Nel 2004 venne presentata la Citroen C2 S1600, diretta erede della Saxo. Con quest’ultima affermazione, la si può estendere anche al comparto tecnico; con un rapporto di compressione nuovamente abbassato a 11.0:1, ma una cilindrata aumentata da 1587cc a 1593cc del TU5, venne migliorata l’affidabilità e aggiunti cinque cavalli così da avere 225cv totali. Se però venne aumentata la potenza anche il peso lievitò. Cinquanta erano i chilogrammi aggiunti, per un peso totale di 1000kg. Venne equipaggiata di un cambio sequenziale a sei rapporti mentre il sistema d’iniezione era Magneti Marelli. Anche con questa piccoletta vediamo nomi di un certo spessore, come Kris Meeke, Dani Sordo e anche il nostro Andrea Dallavilla. Poi ancora Martin Prokop e non da meno Sebastién Ogier con il team FFSA Equipe de France.

Citroen DS3 – C3

photo by AlVolante.it

Siamo giunti ormai al termine del nostro percorso. Parliamo quindi della DS3, l’utilitaria che ha preso le redini del World Rally Championship all’avvento delle WRC 1600. Siamo quindi nel 2011, che tra ridere e scherzare sono già passati tredici anni. La DS3 prendeva un’eredità importante a livello sportivo: la Xsara, così come la sorella più grande C4, avevano fatto incetta di vittorie, soprattutto con Sebastién Loeb. Citroén Sport quindi aveva una grossa pressione sulle spalle e non dovevano deludere le aspettative. Ci riuscirono i maniera brillante. Debuttò in Svezia, ma andò alla vittoria al Messico per poi proseguire con una battaglia infuocata Loeb – Ogier, dove il primo ebbe la meglio alla fine dell’anno. La vettura era completamente nuova con tecniche all’avanguardia, partendo proprio dal motore. Della famiglia EP6, il nuovo motore Prince PSA, forniva una potenza di 300cv con una coppia massima a 3250 giri/min. Doppio albero a camme in testa (DOHC), con quest’ultima in lega d’alluminio così come il monoblocco.

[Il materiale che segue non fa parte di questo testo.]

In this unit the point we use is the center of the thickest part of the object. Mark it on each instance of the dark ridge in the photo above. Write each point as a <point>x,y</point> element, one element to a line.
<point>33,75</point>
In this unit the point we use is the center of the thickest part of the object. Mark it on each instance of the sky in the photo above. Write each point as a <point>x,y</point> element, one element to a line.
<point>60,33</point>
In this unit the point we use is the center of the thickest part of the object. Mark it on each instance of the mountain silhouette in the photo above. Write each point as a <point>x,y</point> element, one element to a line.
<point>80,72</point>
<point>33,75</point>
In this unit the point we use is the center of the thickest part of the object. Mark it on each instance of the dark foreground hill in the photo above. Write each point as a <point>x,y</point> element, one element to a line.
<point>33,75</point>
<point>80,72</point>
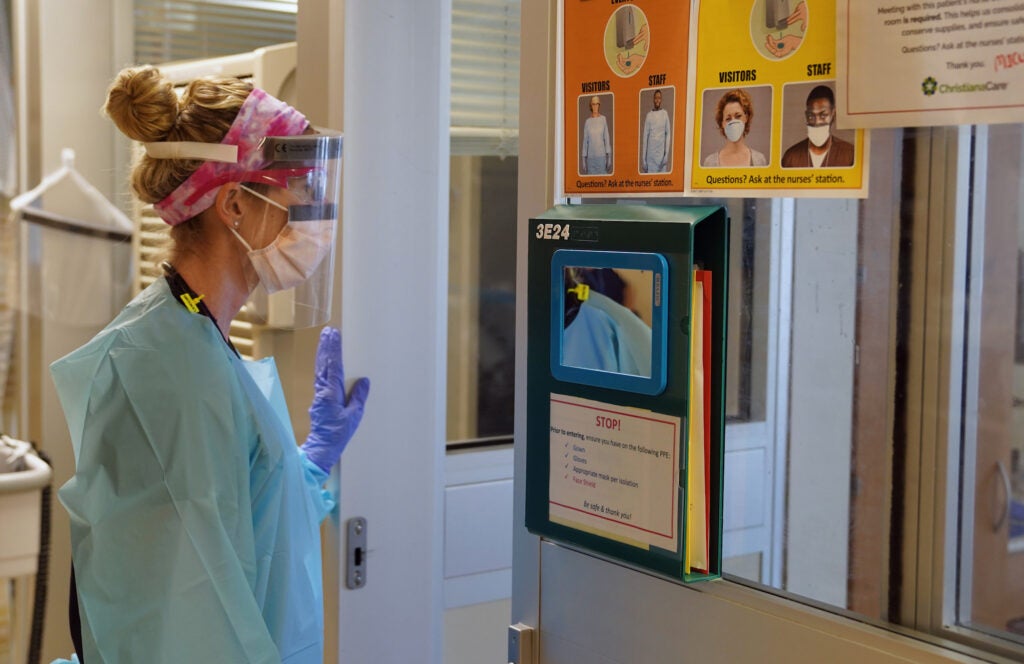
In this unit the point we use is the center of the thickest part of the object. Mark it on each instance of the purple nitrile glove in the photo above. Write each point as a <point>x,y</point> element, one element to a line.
<point>333,418</point>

Il motore EP6CDTS equipaggiato nacque dalla collaborazione di PSA con BMW. Il sistema di fasatura e alzata valvole variabile – Valvetronic – infatti è nato dalla collaborazione dei due colossi. In particolare, nella versione turbocompressa, la testata era presso-fusa.

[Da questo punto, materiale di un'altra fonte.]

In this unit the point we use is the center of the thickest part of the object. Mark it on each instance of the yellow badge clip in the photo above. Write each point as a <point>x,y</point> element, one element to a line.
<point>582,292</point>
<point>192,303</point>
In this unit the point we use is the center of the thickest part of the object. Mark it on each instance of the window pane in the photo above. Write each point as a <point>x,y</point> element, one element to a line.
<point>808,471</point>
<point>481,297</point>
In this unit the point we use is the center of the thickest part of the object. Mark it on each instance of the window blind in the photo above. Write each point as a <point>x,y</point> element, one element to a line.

Si adottò il sistema di fasatura variabile (VVT), in questo caso conosciuto come Valvetronic. In abbinata a tale sistema venne adottato un turbo compressore Twin Scroll e l’iniezione diretta. Detto volgarmente, il Twin Scroll sfrutta due flussi combinati da due coppie di cilindri. In questo modo, con due differenti canalizzazioni, si riesce a minimizzare il turbo-lag, abbassare la temperatura nei cilindri e avere un miglior rendimento.

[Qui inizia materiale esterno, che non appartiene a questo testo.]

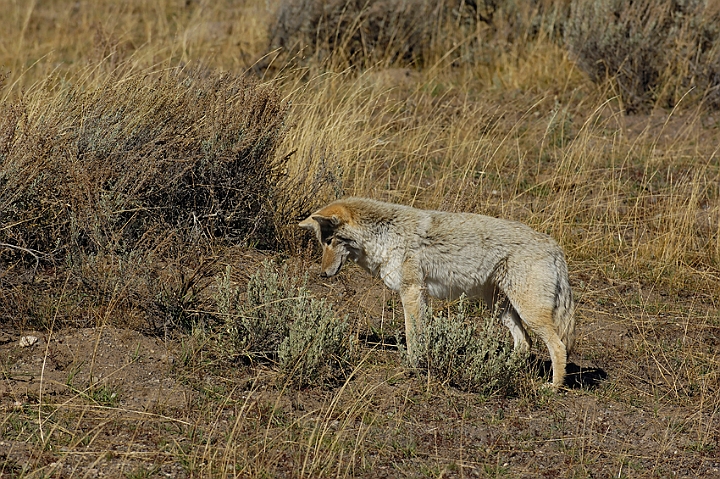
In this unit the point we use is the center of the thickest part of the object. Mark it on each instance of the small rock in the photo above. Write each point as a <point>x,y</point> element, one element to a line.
<point>27,341</point>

A livello ciclistico, venne utilizzato lo schema MacPherson e abbinato il tutto con ammortizzatori regolabili in ogni forma; estensione, compressione e precarico.
La carriera della DS3 ebbe fine nel 2016, quando si annunciò che a partire dall’anno successivo sarebbero state introdotte le WRC Plus. Per questo motivo Citroen sviluppo con Kris Meeke, la C3 Plus. Come da regolamento la vettura venne equipaggiata con 380cv e appendici aerodinamiche consone. Il marchio francese, forte dell’esperienza nel Turismo e WRC, si impegnò a fondo. Gli sforzi purtroppo non furono sufficienti e l’era Citroen nella massima categoria si è chiusa nel 2019.

Al momento l’impegno del “double-chevron” è ancora presente nella classe WRC2. Sicuramente un impegno che ha dato tanto spettacolo, fatto crescere campioni indiscussi e scritto pagine importati nella storia del WRC.